Costs liability is triggered by issue of the claim form

Deputy Master Nurse ordered the claimant to pay the defendant’s costs of and incidental to the claim, to be subject to detailed assessment on the standard basis. He also commented that all the expense that followed as a direct consequence of the letter of claim dated 20 May 2011 would be incidental to the claim that was eventually issued. It is clear from the judgment that it is the issue of a claim form that triggers the costs liability and that, once that costs liability has been triggered, it can include the pre-action costs.

In exercising his discretion, the deputy master took into consideration the level of the claimant’s own costs (in excess of £60,000), the expense the defendant had had to incur in dealing with the claim and the fact that the claimant had been aware of the disproportionate level of costs being incurred.

Impact of the decision

The pre-action protocols encourage parties to exchange information in the hope that litigation and the costs involved in that can be avoided. As a result of this, significant costs can be incurred by the parties pre-action, while they investigate the claim, comply with pre-action protocols and consider whether it is possible to reach an agreement without the need to issue proceedings. Mr Justice Tugendhat said in Citation plc v Ellis Whittam Ltd that parties should be encouraged to try to settle their dispute on the basis that they are not incurring liability to pay the other party’s costs if no action was commenced. However, Deputy Master Nurse has now said that the issue of the claim form fundamentally changes this position.

A claimant will often threaten to issue proceedings if the pre-action negotiations stall or use it as a way of putting pressure on the defendant to increase an offer. However, a claimant who is not confident in its claim should now think twice about issuing a claim, as it could be at risk on costs, including pre-action costs, from the moment the claim is issued. Even if the claimant does not tell the defendant that a claim has been issued, the defendant can find out from the court directly.

This will also be something to consider where a claimant is facing a limitation deadline while still investigating the strength of its claim. If it does not issue in time, it loses the ability to bring the claim at all, but if it issues and then discovers it has a weak claim, it will face a cost liability.
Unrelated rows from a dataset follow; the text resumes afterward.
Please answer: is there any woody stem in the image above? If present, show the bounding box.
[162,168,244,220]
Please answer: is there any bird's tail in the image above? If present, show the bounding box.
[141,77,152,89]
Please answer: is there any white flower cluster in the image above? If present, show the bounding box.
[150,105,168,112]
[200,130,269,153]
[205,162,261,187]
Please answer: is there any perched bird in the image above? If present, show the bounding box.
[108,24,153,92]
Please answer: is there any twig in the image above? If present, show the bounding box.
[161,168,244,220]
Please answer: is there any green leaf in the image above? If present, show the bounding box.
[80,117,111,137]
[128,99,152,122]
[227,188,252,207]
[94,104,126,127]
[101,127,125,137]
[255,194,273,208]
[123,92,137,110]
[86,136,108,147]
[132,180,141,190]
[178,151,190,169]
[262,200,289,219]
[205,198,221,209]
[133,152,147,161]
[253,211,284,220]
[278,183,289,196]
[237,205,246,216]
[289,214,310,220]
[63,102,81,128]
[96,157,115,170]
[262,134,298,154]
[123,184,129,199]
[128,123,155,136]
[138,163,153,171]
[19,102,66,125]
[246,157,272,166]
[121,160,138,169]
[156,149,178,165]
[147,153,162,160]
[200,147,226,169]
One final point to mention is that, although Deputy Master Nurse commented that all the expense that followed as a direct consequence of the letter of claim dated 20 May 2011 would be incidental to the claim that was eventually issued, this was subject to detailed assessment and it would be a matter of argument before the costs judge as to how much of the defendant’s expenditure could be said to be “costs of and incidental to” the claim.